Proposal: Convey Extended DNS Errors

Question

Proposal: Convey Extended DNS Errors

bemasc opened this issue 4 years ago · 10 comments

RFC 8914 defines "Extended DNS Errors", which are more detailed explanations for why a DNS lookup failed. For example, instead of just learning "SERVFAIL", the client might also receive EDE Code 12, "NSEC Missing", which explains what the problem is with the zone's DNS configuration.

Although most EDE errors are expected to accompany a "SERVFAIL" response, some can also appear alongside a successful DNS response, e.g. EDE Code 3, "Stale Answer". EDE also allows DNS servers to send EXTRA-TEXT, a free-text explanation of the error.

I don't know what the best way to encode this would be. Perhaps a new top-level field like:

"extended_dns_error": {"code": 12, "extra_text": "..."}

@ericorth FYI

Answer 1 · 2021-03-24T14:37:02.000Z

I think this is a great idea! If we are open to considering more detailed errors, we might also want to consider proxy status code errors.

Answer 2 · 2021-03-24T20:35:43.000Z

This can expose details of DNS server / client the user is using. I don't think that would be acceptable.

Answer 3 · 2021-03-24T20:56:17.000Z

Hmm, can you drill in on that a bit more? Certainly NEL shouldn't reveal any new information that isn't already available to the RP.

Answer 4 · 2021-03-25T00:11:13.000Z

What do you mean by "RP"? I don't believe there is any web API that allow scripts to inquiry DNS server directly or learn of extended DNS errors encountered while resolving a host name via DNS. If there is, we'd probably consider that as a security/privacy bug that we need to fix.

Answer 5 · 2021-03-25T13:27:42.000Z

What do you mean by "RP"?

Sorry, I mean the thing you send reports to.

I don't believe there is any web API that allow scripts to inquiry DNS server directly or learn of extended DNS errors encountered while resolving a host name via DNS.

I'm not really following you, but I'll reply with a couple points:

There are non-web cases where NEL may be useful.
I consider these reports somewhat akin to Client Hints, in that clients can simply choose to not supply a hint if they don't want to support it. So while it may not be appropriate in a web context, there may be other (first party) use cases where it is entirely appropriate.
The current contents of a NEL report already include information that might be particular to a user's DNS configuration. For example, if DNS fails because the domain was filtered, that reveals information about a give user's setup, right? As above, we should certainly not expose any new information beyond what NEL already exposes. But this extended set of errors does not, to me, yield anything substantially new. Part of the disconnect here may be that I don't know what your threat model is.

Answer 6 · 2021-03-25T13:33:21.000Z

Part of the disconnect here may be that I don't know what your threat model is.

The best description of our threat model that I'm aware of is in §3.2 of our NSDI paper on NEL. In brief, NEL cannot give the site operator any more information than they could get from server-side monitoring. That's why (for instance) we don't include the client's resolver address in NEL reports about DNS errors.

Answer 7 · 2021-03-25T13:34:30.000Z

The best description of our threat model that I'm aware of is in §3.2 of our NSDI paper on NEL. In brief, NEL cannot give the site operator any more information than they could get from server-side monitoring. That's why (for instance) we don't include the client's resolver address in NEL reports about DNS errors.

Great! That matches my mental model for this too.

Answer 8 · 2021-03-26T23:07:21.000Z

There are non-web cases where NEL may be useful.

As in a non-browser context?

I consider these reports somewhat akin to Client Hints, in that clients can simply choose to not supply a hint if they don't want to support it. So while it may not be appropriate in a web context, there may be other (first party) use cases where it is entirely appropriate.

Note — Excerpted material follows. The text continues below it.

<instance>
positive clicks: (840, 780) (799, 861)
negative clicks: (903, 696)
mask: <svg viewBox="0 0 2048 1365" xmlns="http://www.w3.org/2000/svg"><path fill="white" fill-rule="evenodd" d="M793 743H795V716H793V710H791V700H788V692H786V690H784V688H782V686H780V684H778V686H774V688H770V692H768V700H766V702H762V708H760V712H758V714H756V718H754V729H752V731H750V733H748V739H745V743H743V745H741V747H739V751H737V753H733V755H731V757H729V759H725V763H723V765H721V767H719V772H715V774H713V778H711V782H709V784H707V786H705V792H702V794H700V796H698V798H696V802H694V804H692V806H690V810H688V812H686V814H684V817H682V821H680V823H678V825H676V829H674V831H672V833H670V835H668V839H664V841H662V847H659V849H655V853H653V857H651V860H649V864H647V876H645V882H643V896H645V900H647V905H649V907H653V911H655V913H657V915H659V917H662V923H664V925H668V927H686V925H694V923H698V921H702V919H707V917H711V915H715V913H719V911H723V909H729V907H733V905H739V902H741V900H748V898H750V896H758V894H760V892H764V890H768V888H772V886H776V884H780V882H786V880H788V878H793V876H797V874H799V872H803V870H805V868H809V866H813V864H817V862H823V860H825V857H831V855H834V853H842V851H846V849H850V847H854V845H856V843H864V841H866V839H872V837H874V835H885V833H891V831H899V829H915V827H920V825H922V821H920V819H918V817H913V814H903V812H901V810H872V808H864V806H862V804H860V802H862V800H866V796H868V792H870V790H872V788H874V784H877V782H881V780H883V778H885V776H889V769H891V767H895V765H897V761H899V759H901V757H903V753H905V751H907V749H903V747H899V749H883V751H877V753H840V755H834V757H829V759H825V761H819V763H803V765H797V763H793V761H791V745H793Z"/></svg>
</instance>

This is also outside web browsers?

The current contents of a NEL report already include information that might be particular to a user's DNS configuration. For example, if DNS fails because the domain was filtered, that reveals information about a give user's setup, right? As above, we should certainly not expose any new information beyond what NEL already exposes. But this extended set of errors does not, to me, yield anything substantially new. Part of the disconnect here may be that I don't know what your threat model is.

That would be a pretty serious privacy issue to me. It's likely a show stopper issue for WebKit.

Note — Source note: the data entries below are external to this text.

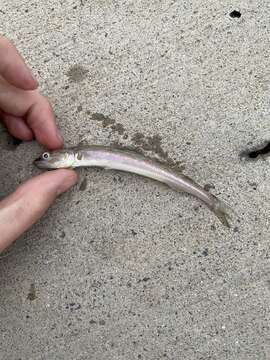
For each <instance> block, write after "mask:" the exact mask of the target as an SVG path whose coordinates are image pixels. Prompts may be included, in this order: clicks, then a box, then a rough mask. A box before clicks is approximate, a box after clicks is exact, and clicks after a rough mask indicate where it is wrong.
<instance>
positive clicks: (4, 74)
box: [0, 36, 38, 90]
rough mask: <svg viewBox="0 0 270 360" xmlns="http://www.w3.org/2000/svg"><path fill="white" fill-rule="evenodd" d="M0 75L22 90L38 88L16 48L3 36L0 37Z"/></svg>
mask: <svg viewBox="0 0 270 360" xmlns="http://www.w3.org/2000/svg"><path fill="white" fill-rule="evenodd" d="M0 74H1V75H2V76H3V77H4V78H5V79H6V80H7V81H8V82H9V83H11V84H12V85H14V86H16V87H19V88H21V89H25V90H34V89H36V88H37V86H38V83H37V81H36V80H35V79H34V77H33V75H32V73H31V71H30V70H29V68H28V67H27V66H26V64H25V62H24V60H23V58H22V57H21V56H20V54H19V53H18V51H17V50H16V48H15V46H14V45H13V44H12V43H11V42H10V41H9V40H7V39H6V38H5V37H3V36H0Z"/></svg>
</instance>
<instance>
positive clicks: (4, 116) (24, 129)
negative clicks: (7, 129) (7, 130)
mask: <svg viewBox="0 0 270 360" xmlns="http://www.w3.org/2000/svg"><path fill="white" fill-rule="evenodd" d="M2 121H3V122H4V124H5V125H6V127H7V129H8V131H9V133H10V134H11V135H13V136H14V137H15V138H17V139H21V140H24V141H29V140H33V138H34V135H33V132H32V131H31V129H30V128H29V126H28V125H27V124H26V123H25V121H24V120H23V119H22V118H19V117H16V116H12V115H9V114H3V115H2Z"/></svg>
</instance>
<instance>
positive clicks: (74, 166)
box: [34, 145, 232, 228]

Answer 9 · 2021-03-26T23:10:11.000Z

It might be helpful if you elaborated on the privacy issue given (a) clients are not required to send any particular value and (b) the errors in the document Ben references are sometimes resolver agnostic.

Answer 10 · 2023-10-04T15:39:57.000Z

Just to clarify,

In brief, NEL cannot give the site operator any more information than they could get from server-side monitoring.

this does not apply to DNS errors, right?